The bank was dealing with petabytes of undifferentiated data. Using Ab Initio software, analysts could quickly develop rules to rapidly locate and filter the data. For each reporting tool, it could identify what the tool needed, get the data from the lake, and make it look like it was coming from the source the tool was expecting. They could search the lake for that single drop of water and deliver it to the right place.
When data needed to be generated from multiple data elements in the lake, Ab Initio again came to the rescue. Analysts could develop additional rules to determine the shape the tables should have, do the appropriate joins on the undifferentiated data, populate the tables, and feed those resulting tables to the reporting tools that needed the data in exactly that format. Suddenly, that massive data lake was useful — Hadoop was living up to its hype, courtesy of Ab Initio.

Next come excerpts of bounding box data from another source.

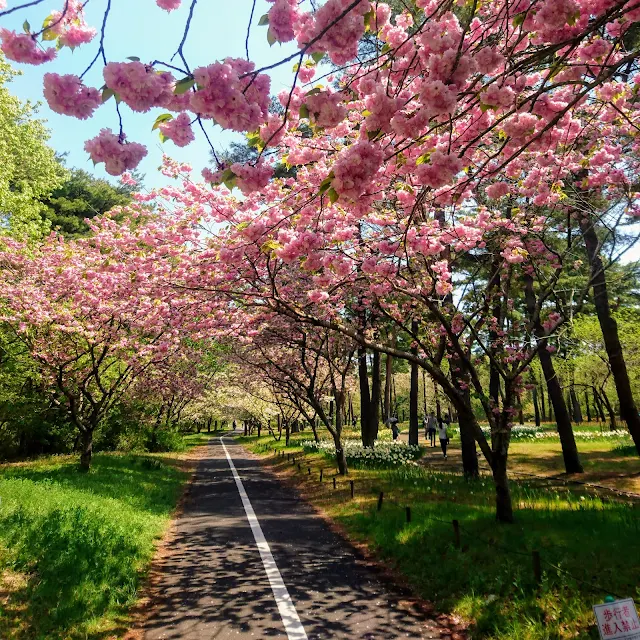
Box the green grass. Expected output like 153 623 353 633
0 434 208 640
239 433 640 640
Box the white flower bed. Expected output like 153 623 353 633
302 440 420 467
453 425 629 442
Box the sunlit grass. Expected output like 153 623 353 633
239 432 640 640
0 434 210 640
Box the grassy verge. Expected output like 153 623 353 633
0 434 215 640
238 434 640 640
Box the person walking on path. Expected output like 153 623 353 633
438 420 449 460
427 411 436 447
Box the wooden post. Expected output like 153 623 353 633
531 551 542 586
451 520 460 549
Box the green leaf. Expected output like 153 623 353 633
151 113 173 131
318 171 335 193
173 78 196 96
102 87 116 104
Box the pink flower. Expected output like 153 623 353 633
305 91 347 129
46 0 97 49
191 58 271 131
0 29 56 64
268 0 298 42
420 80 457 118
84 129 147 176
331 140 384 200
158 113 195 147
102 61 174 111
485 182 509 199
415 151 462 189
156 0 182 11
307 289 329 304
44 73 102 120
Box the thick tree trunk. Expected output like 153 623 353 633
584 389 591 422
491 412 513 523
409 320 420 445
531 384 540 427
580 216 640 454
601 389 618 431
369 351 382 442
332 388 349 476
457 389 480 480
524 274 583 473
382 354 393 422
80 429 93 471
569 385 582 424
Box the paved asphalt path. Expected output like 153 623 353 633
145 437 449 640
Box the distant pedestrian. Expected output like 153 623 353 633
438 420 449 460
427 411 437 447
389 416 398 440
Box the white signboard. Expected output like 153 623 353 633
593 598 640 640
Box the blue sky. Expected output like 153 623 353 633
0 0 295 187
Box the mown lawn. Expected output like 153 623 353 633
0 434 214 640
238 432 640 640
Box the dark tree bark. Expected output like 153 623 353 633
358 347 373 447
584 389 591 422
409 320 420 445
531 384 540 427
580 216 640 454
369 351 382 443
524 274 583 473
569 385 582 424
382 353 393 422
80 428 93 471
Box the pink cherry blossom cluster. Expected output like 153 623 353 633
305 91 347 129
102 61 174 112
268 0 300 42
46 0 97 49
331 140 383 200
84 129 147 176
0 29 56 64
158 112 195 147
231 159 273 195
191 58 271 131
44 73 102 120
156 0 182 11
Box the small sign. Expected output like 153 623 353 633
593 598 640 640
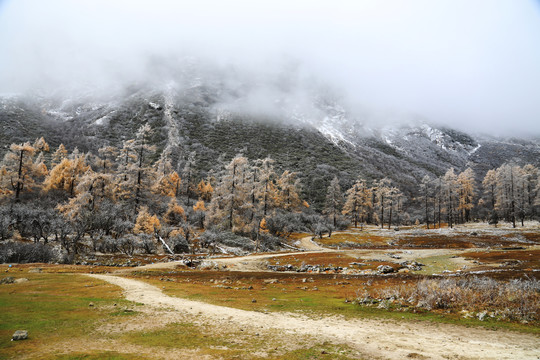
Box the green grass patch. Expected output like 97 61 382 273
0 272 128 358
55 351 148 360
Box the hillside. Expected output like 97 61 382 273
0 83 540 209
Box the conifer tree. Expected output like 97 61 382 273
324 176 342 228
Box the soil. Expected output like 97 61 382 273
88 272 540 359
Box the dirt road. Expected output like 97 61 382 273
88 275 540 360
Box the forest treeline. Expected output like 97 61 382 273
0 125 540 257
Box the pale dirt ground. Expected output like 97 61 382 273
88 274 540 360
80 228 540 360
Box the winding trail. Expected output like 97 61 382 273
87 274 540 360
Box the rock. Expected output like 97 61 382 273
0 276 15 284
476 311 487 321
377 265 395 274
11 330 28 341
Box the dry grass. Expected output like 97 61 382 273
357 276 540 324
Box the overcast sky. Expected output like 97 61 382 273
0 0 540 134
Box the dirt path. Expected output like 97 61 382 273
300 236 326 251
88 274 540 360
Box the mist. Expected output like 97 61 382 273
0 0 540 135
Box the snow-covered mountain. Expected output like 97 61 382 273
0 76 540 210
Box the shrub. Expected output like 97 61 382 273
357 276 540 321
0 242 55 263
200 230 255 251
171 235 189 254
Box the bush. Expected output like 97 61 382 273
200 230 255 251
118 235 137 256
167 235 189 254
0 242 55 263
98 236 120 254
259 234 281 251
136 234 156 254
358 276 540 321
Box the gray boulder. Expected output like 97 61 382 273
11 330 28 341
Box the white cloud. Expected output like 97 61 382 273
0 0 540 133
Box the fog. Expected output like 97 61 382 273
0 0 540 135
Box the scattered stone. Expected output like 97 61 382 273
11 330 28 341
377 265 395 274
476 311 487 321
0 276 15 284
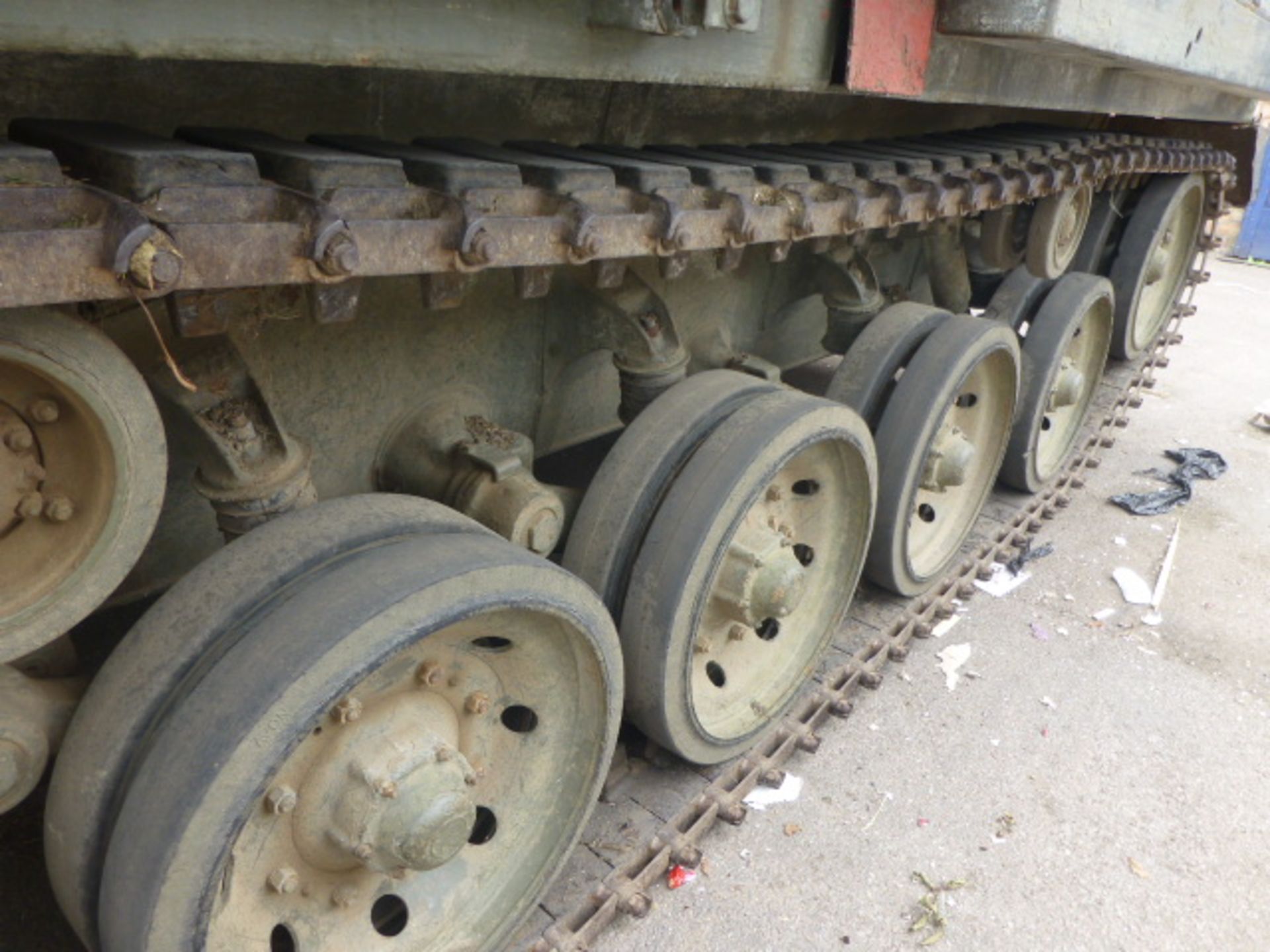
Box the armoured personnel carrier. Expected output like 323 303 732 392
0 0 1270 952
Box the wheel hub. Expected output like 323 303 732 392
0 403 44 536
290 693 476 875
716 516 806 627
1049 357 1085 410
922 426 974 493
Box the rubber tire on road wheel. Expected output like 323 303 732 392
865 315 1019 595
562 371 780 618
824 302 952 430
618 391 878 764
101 526 622 952
1109 173 1204 360
0 309 167 662
44 494 497 948
1001 274 1114 493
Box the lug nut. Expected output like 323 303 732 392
330 697 362 723
26 400 62 422
414 661 446 688
269 865 300 896
44 496 75 522
264 785 298 814
15 493 44 519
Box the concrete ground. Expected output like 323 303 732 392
597 262 1270 952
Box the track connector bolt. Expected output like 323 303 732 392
264 783 300 815
671 843 701 869
758 767 785 788
14 493 44 519
796 734 820 754
829 697 856 719
26 397 62 422
617 892 653 919
44 495 75 522
414 661 446 688
330 695 362 723
269 865 300 896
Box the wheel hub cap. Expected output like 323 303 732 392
1049 357 1085 410
922 426 974 491
718 520 806 626
296 694 476 875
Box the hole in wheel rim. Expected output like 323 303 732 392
501 705 538 734
371 892 410 937
472 635 512 651
269 923 297 952
468 806 498 847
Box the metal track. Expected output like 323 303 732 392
0 119 1234 318
521 190 1224 952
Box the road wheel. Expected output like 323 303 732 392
1027 182 1093 278
1001 274 1115 493
865 315 1019 595
0 311 167 662
620 391 876 763
824 302 951 429
563 371 779 618
1110 174 1204 359
46 496 621 952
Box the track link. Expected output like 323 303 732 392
522 192 1224 952
0 119 1234 317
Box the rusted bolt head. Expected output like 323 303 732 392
617 892 653 919
318 231 362 277
330 886 357 909
15 493 44 519
330 697 362 723
26 399 62 422
44 496 75 522
269 865 300 896
128 236 181 291
414 661 446 688
264 785 298 814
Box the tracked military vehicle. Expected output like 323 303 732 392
0 0 1270 952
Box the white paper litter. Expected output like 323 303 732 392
935 645 970 690
741 773 802 810
974 563 1031 598
1111 565 1151 606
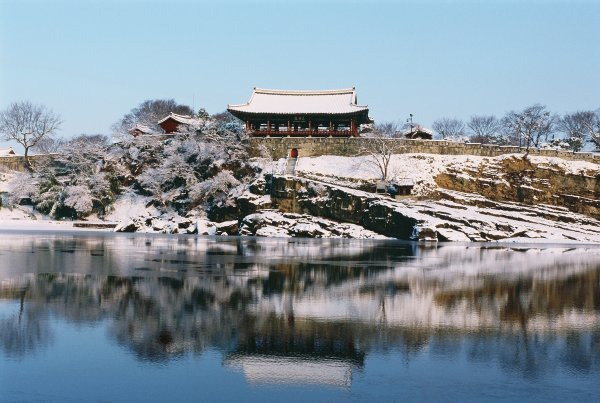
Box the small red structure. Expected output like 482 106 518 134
404 125 433 140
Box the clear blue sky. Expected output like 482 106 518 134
0 0 600 147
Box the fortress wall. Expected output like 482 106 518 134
251 137 600 164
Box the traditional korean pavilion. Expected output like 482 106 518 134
227 88 372 137
157 112 195 134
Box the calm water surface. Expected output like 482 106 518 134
0 232 600 401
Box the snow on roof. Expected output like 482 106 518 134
129 124 154 134
157 112 196 125
0 147 17 157
402 125 433 136
227 87 369 114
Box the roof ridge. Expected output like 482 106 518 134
254 87 356 95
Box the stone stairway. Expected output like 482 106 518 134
285 157 298 175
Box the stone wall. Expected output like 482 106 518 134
0 155 52 171
251 137 600 164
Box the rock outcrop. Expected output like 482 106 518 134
435 156 600 219
268 176 600 242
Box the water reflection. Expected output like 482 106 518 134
0 234 600 387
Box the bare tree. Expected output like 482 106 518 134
360 123 404 181
467 115 502 144
432 118 465 141
586 109 600 151
31 137 65 154
502 104 556 155
557 111 597 151
112 99 194 138
0 101 62 165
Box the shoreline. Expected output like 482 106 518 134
0 219 600 249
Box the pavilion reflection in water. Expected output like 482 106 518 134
0 237 600 386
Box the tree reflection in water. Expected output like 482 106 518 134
0 235 600 384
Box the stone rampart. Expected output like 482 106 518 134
251 137 600 164
0 155 47 171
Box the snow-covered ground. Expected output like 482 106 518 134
296 154 600 196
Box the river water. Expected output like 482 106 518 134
0 232 600 401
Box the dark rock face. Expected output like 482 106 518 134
267 176 600 242
435 157 600 219
270 176 422 239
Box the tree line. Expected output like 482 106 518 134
432 104 600 151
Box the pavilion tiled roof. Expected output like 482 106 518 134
0 147 17 157
157 112 196 125
227 88 369 115
129 124 153 134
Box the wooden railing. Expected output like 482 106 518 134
250 130 358 137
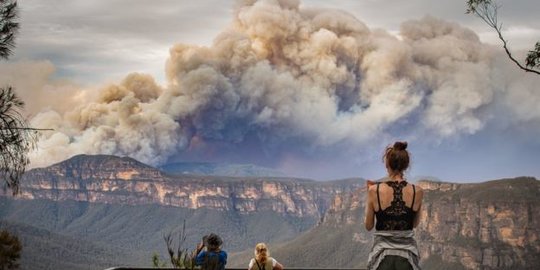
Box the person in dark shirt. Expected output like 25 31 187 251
365 142 424 270
195 233 227 270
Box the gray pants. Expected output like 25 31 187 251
377 255 413 270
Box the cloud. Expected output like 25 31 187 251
5 0 540 179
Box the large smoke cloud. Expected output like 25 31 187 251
6 0 540 177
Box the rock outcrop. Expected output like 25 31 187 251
321 177 540 269
3 155 363 218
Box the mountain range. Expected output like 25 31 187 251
0 155 540 269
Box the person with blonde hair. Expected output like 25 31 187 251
365 141 424 270
248 243 283 270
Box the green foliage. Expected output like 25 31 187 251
163 220 195 269
467 0 492 14
466 0 540 75
0 230 22 270
152 252 167 268
525 42 540 68
0 0 19 59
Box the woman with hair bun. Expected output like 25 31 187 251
248 243 283 270
365 141 424 270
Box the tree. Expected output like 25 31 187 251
467 0 540 75
152 220 195 270
0 0 37 195
0 0 19 59
0 230 22 270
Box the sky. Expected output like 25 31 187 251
4 0 540 182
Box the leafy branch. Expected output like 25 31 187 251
466 0 540 75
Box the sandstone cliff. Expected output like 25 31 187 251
3 155 363 217
276 177 540 269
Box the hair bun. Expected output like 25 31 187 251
393 142 407 150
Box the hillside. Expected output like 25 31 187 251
0 155 363 269
230 177 540 270
0 220 144 270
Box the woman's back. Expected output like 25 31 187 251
373 181 420 231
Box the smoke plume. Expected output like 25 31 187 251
6 0 540 179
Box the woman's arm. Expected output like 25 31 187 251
413 186 424 228
364 184 377 231
272 258 283 270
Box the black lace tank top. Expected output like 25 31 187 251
375 181 416 231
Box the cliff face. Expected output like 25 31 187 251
321 178 540 269
3 156 362 217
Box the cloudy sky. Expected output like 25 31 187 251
4 0 540 182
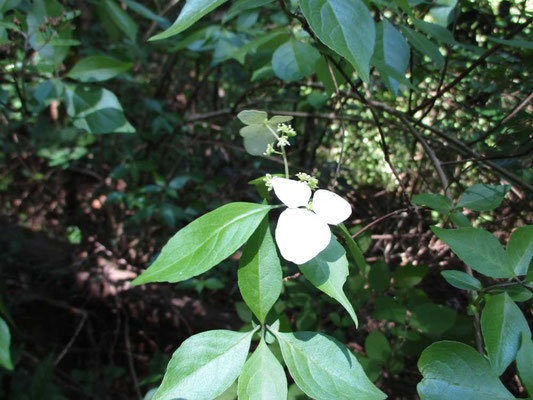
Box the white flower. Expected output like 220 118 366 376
272 177 352 264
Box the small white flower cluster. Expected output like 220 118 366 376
266 177 352 264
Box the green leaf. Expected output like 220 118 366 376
238 217 283 323
431 226 514 278
299 235 358 327
0 317 13 370
372 20 411 96
507 225 533 275
299 0 376 82
149 0 227 41
102 0 139 41
272 38 320 82
412 193 452 215
153 330 255 400
237 110 268 125
239 340 287 400
65 85 135 134
429 0 457 27
239 124 277 156
276 332 387 400
411 303 457 335
481 293 531 375
132 203 272 285
455 183 511 211
417 341 514 400
440 271 483 290
400 25 444 68
365 329 392 362
67 56 133 82
516 331 533 397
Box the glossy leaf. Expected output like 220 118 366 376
299 0 376 82
276 332 387 400
153 330 254 400
412 193 452 215
239 340 287 400
299 235 358 327
365 329 392 362
67 56 133 82
372 20 411 95
238 217 282 323
150 0 231 40
102 0 139 41
65 86 135 134
516 331 533 397
481 293 531 375
440 270 482 290
507 225 533 275
132 203 272 285
237 110 268 125
400 25 444 68
431 226 514 278
456 183 511 211
0 317 13 370
417 341 514 400
272 39 320 82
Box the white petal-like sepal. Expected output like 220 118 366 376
276 208 331 264
272 176 311 208
313 189 352 225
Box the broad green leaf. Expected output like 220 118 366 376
450 210 470 228
481 293 531 375
455 183 511 211
67 56 133 82
299 0 376 82
429 0 457 27
400 25 444 68
412 193 452 215
102 0 139 41
440 271 483 290
238 217 283 323
239 124 277 156
368 260 391 292
153 330 255 400
0 317 13 370
149 0 227 41
411 303 457 335
65 85 135 134
516 331 533 397
365 329 392 362
299 235 358 327
276 332 387 400
272 38 320 82
132 203 272 285
416 341 515 400
237 110 268 125
507 225 533 275
372 20 411 96
431 226 514 278
239 340 287 400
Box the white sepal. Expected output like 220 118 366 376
313 189 352 225
272 176 311 208
276 208 331 264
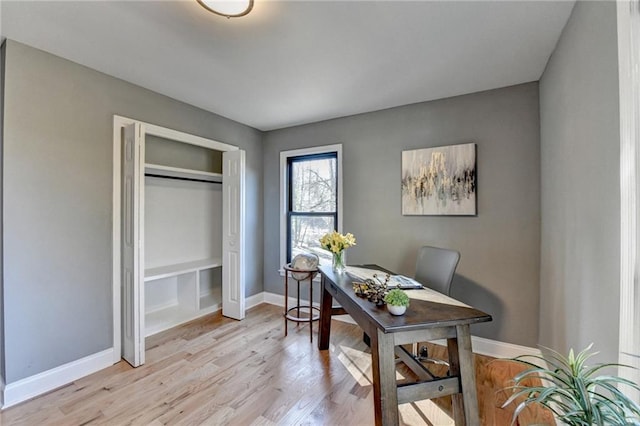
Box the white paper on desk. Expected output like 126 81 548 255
345 266 387 281
346 266 423 290
387 275 422 290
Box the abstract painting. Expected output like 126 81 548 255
402 143 477 216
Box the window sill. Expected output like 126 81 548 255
278 268 320 283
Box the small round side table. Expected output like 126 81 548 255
283 263 320 342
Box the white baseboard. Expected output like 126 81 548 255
2 348 113 409
244 291 264 309
264 292 540 358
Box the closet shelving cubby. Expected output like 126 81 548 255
144 258 222 336
144 137 222 336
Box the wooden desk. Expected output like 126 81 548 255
318 265 491 426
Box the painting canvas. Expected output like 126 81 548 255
402 143 477 216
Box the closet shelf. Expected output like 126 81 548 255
144 257 222 281
144 163 222 183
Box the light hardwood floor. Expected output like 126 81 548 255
0 304 552 426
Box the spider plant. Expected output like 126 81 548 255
502 343 640 426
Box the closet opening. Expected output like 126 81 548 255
113 116 244 367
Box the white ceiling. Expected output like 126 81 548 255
0 0 573 130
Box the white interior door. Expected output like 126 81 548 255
222 150 245 320
121 123 144 367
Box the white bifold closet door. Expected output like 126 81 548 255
121 123 144 367
222 150 245 320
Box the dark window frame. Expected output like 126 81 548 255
285 151 340 263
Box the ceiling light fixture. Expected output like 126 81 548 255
196 0 253 18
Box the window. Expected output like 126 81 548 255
280 145 342 265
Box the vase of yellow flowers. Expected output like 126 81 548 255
320 231 356 274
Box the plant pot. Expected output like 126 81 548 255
387 304 407 315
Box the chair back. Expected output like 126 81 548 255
416 246 460 296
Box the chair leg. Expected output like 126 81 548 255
362 332 371 347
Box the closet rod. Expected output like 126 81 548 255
144 173 222 185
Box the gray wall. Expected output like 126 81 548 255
3 40 263 383
540 2 620 362
0 43 6 392
263 83 540 346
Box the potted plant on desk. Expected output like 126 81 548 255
384 288 409 315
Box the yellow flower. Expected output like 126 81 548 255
320 231 356 253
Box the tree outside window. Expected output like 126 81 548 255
287 152 338 265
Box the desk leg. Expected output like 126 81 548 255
447 325 480 426
369 330 399 426
318 275 333 350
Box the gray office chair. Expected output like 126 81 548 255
413 246 460 365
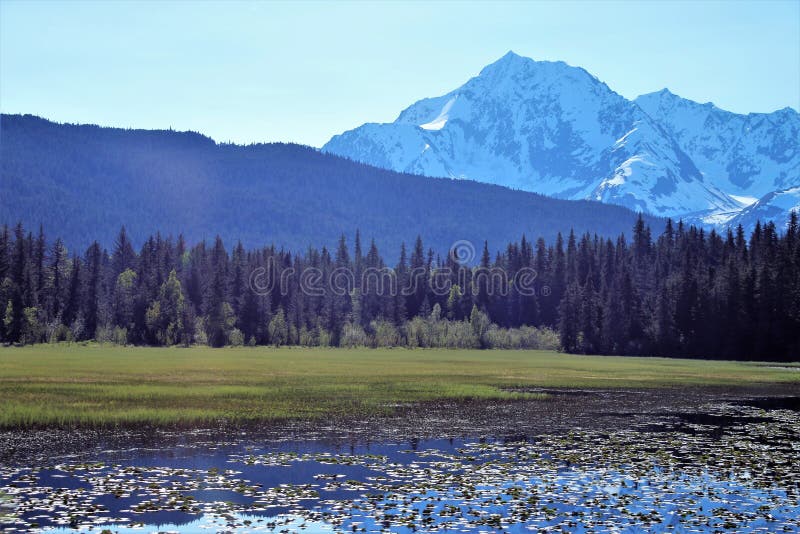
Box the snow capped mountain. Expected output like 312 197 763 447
636 89 800 198
729 186 800 228
323 52 800 230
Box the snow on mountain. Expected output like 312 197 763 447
636 89 800 198
323 52 800 230
728 186 800 228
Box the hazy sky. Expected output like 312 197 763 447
0 0 800 146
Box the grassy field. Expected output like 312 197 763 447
0 344 800 434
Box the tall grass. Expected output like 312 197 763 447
0 344 800 428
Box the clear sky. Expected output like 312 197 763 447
0 0 800 146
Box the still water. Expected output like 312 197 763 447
0 398 800 533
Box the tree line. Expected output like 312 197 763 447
0 213 800 361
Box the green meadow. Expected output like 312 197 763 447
0 344 800 428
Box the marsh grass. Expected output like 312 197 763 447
0 344 800 428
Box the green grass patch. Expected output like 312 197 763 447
0 344 800 428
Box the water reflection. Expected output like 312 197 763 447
0 403 800 533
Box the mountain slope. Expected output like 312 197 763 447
323 52 800 230
0 115 661 258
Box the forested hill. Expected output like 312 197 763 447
0 115 663 254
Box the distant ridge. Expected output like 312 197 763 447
0 115 663 258
323 52 800 231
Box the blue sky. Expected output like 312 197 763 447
0 0 800 146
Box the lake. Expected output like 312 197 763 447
0 397 800 532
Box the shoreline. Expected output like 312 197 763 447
0 383 800 465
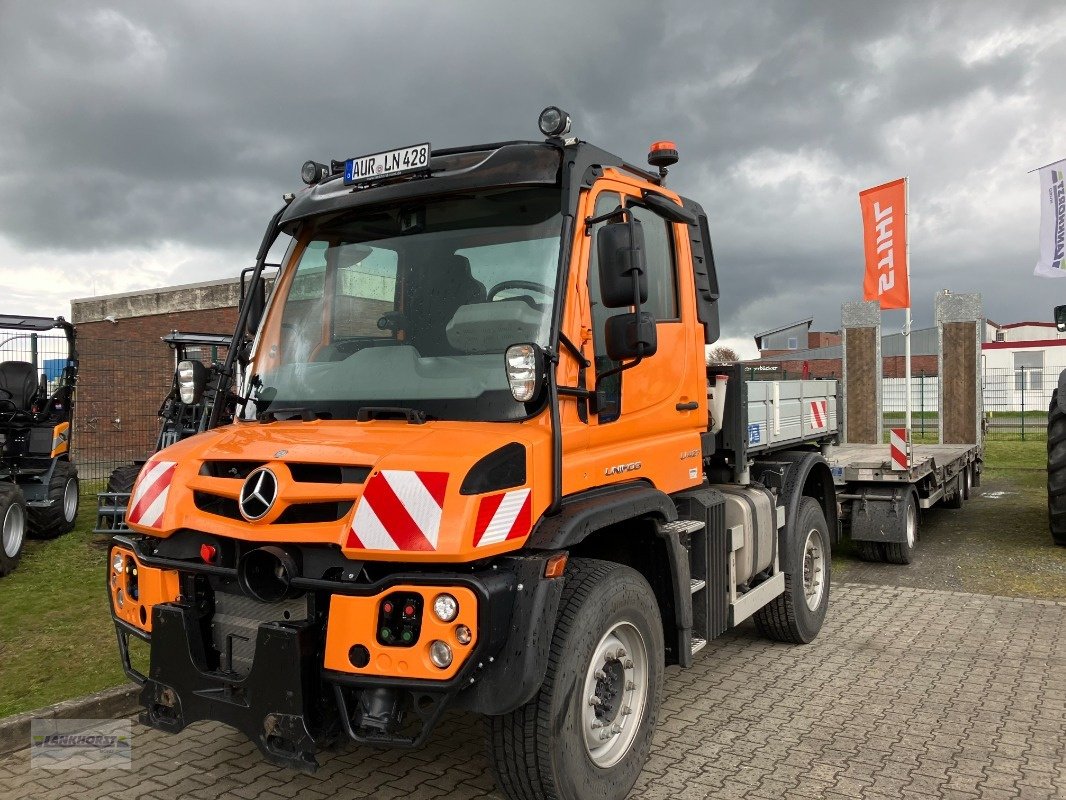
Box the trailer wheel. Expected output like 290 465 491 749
855 542 885 561
885 492 918 564
1048 389 1066 547
29 461 79 539
755 497 831 644
0 483 27 578
487 558 664 800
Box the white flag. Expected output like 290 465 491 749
1033 159 1066 277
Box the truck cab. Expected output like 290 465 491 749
109 108 836 798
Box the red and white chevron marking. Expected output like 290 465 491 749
888 428 910 470
348 469 448 550
126 461 177 528
473 489 533 547
810 399 829 431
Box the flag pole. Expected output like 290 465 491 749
903 177 911 448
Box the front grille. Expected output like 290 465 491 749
286 463 370 483
193 491 355 525
211 592 307 675
193 492 244 519
200 461 267 480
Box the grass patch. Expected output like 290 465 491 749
0 494 126 717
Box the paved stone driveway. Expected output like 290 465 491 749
0 585 1066 800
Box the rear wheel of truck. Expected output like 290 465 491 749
854 542 885 561
0 483 27 577
1048 389 1066 547
488 558 664 800
30 461 79 539
885 492 918 564
755 497 831 644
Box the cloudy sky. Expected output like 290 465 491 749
0 0 1066 353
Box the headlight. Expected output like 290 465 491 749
430 639 452 670
503 345 544 403
433 594 459 622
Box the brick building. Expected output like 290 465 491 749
70 278 240 478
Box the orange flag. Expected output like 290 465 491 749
859 178 910 308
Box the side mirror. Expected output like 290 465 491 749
178 361 209 405
503 345 547 403
238 267 267 334
596 217 648 308
603 311 658 362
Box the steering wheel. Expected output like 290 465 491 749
488 281 555 301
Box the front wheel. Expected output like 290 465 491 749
755 497 831 644
0 483 27 577
30 461 80 539
488 558 664 800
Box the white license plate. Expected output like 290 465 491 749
344 142 430 183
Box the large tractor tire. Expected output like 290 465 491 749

Sure, the bank could have met their immediate needs with traditional databases rather than with Hadoop. Planning for the long haul, they knew that they would soon have to handle many petabytes of data. The cost of using traditional databases would swiftly become prohibitive. They could continue to expand their Hadoop clusters for relatively little cost. By using Ab Initio to get their data lake working today, they were assuring the success and profitability of their business tomorrow.
It takes an ocean-sized data lake to manage petabytes of data. However, that data lake is only useful when it’s easy to find and use the data. Thanks to Ab Initio, that’s exactly what happened.